A *typed* report that contains the following:

- The final memory contents of the online simulator for the MaxFinder program.
- Answers to Questions A-G.
- In addition, put all modified Verilog files and MaxFinder.s into one group member's dropbox, and note whose dropbox is used in the lab report. (Dropboxes are at /afs/nd.edu/courses/cse/cse30321.01/dropbox/your\_name.)

### 5 Useful Tips

The processor design used in this lab is based on the simple processor discussed in the textbook by Vahid but is altered such that the instruction and data memories are merged into a single memory component. Furthermore, all the registers and control logic are made to be negative clock edge triggered in order to reduce the number of clock cycles per instruction. A block diagram of the new processor design is given below. With the merged memory, a 2-to-1 MUX is introduced such that the memory address can either come from PC or from the controller directly.

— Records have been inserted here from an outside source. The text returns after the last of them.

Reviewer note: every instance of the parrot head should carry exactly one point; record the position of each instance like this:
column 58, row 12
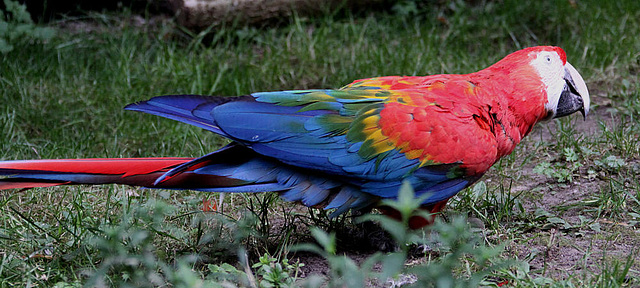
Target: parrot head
column 566, row 91
column 546, row 68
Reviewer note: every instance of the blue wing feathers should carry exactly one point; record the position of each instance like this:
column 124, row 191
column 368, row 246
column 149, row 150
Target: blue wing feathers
column 304, row 148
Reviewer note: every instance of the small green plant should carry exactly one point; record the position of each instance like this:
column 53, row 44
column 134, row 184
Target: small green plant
column 16, row 26
column 561, row 171
column 464, row 259
column 276, row 273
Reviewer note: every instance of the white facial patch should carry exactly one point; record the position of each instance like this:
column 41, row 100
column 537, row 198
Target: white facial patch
column 551, row 70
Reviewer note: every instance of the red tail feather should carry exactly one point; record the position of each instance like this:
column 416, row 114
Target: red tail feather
column 45, row 173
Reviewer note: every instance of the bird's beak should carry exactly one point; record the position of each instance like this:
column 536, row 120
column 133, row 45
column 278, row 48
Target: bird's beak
column 575, row 96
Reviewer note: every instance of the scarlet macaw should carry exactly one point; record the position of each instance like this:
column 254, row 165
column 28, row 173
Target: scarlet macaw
column 346, row 148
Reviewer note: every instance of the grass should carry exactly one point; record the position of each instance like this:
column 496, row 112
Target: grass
column 63, row 98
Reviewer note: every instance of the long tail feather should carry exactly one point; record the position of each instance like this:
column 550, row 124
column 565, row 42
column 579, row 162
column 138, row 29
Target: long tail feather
column 44, row 173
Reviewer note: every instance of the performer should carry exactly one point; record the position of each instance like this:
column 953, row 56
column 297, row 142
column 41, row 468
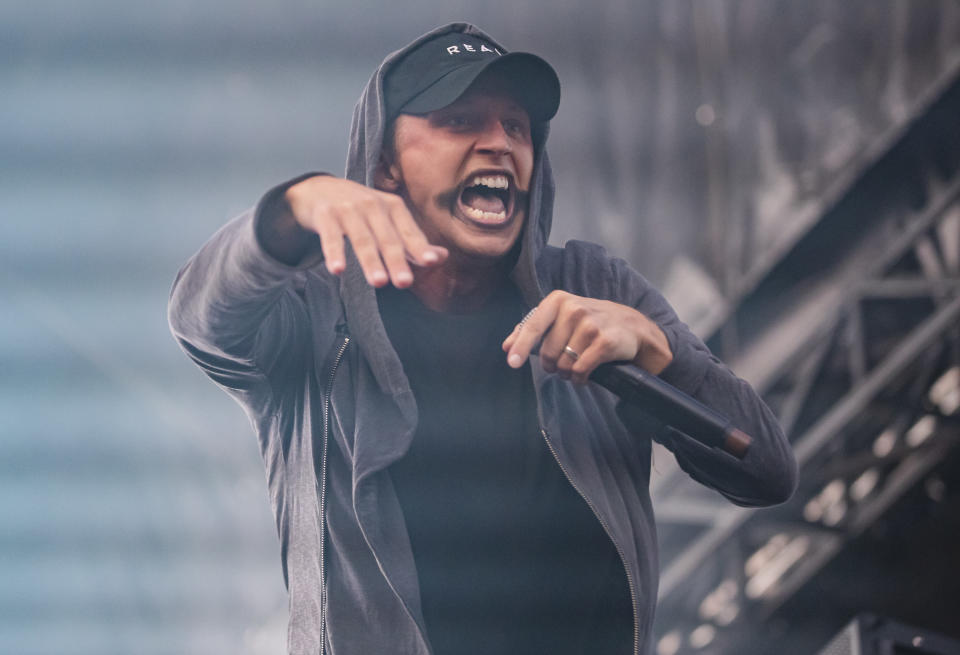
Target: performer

The key feature of this processor is that it allows instructions to be modified in the same way as data being updated. For example, if a store instruction stores a register content into a memory location where an instruction resides, it essentially changes the instruction. Such a style of coding referred to as self-modifying code is one way to achieve looping through an array. Though self-modifying coding style is not widely used (especially in modern processors), processor designs with unified memory are actually used widely.



Figure 1: A simple processor with a unified memory.